Vale recordar que la nota de prensa tampoco revelaba qué haría Ella Fontanals-Cisneros con un banco de datos tan impresionante. Acaparar el patrimonio artístico de un hombre y una Isla flotante traducía (simbólicamente) la sentencia de Andy Warhol: “Ser millonario es tener un espacio, un gran espacio vacío“. En este caso, el “espacio vacío“ resultaría directamente proporcional al volumen de “letra muerta“.
El Correo del Archivo (¿es?) una publicación digital ideada por Veigas y su equipo de colaboradores, esfuerzo nada similar al desplegado por la Fundación CIFO. Con una distribución electrónica y la intervención voluntaria de artistas, críticos y curadores, este devino una plataforma alternativa ante el monopolio “visiblemente único ̋ del sello editorial Artecubano. En su gestión promocional, crítica y documental, El Correo del Archivo disponía del caudal historiográfico que almacenaba celosamente Veigas Zamora.
Sin una mano dura editorial haciendo y deshaciendo en materia de inclusiones y exclusiones, idoneidad y anacronismos, esta opción disfrutaba los riesgos del libertinaje, el testimonio arqueológico y ese ademán anárquico como desahogo, tan irritante como reconfortante. Allí, entre sondeos y desvaríos, percibíamos esa mixtura estilística, temática y extraterritorial propia de las revistas concebidas sin garrotes hegemónicos.

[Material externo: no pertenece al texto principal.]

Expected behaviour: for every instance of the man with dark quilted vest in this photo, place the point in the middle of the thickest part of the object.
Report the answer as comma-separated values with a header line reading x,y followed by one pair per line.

¿Qué partido le sacaría un mecenas de olfato circunstancial a la memoria inconsolable del futuro como incertidumbre? ¿Cómo transcurrirán los insomnios de José Veigas sin degustar el fruto de su batalla contra la amnesia nuestra de cada día? ¿Ella Fontanals-Cisneros despejará la interrogante del parco y enmascarado Centro Poppolitics (echando de menos un dispositivo informativo) mediante un servicio de filantropía cultural, capaz de exterminar las secuelas del abandono? ¿Podría transformarse una maquinaria para ahogar las penas en aventura cognoscitiva “con todos y para el bien de todos“?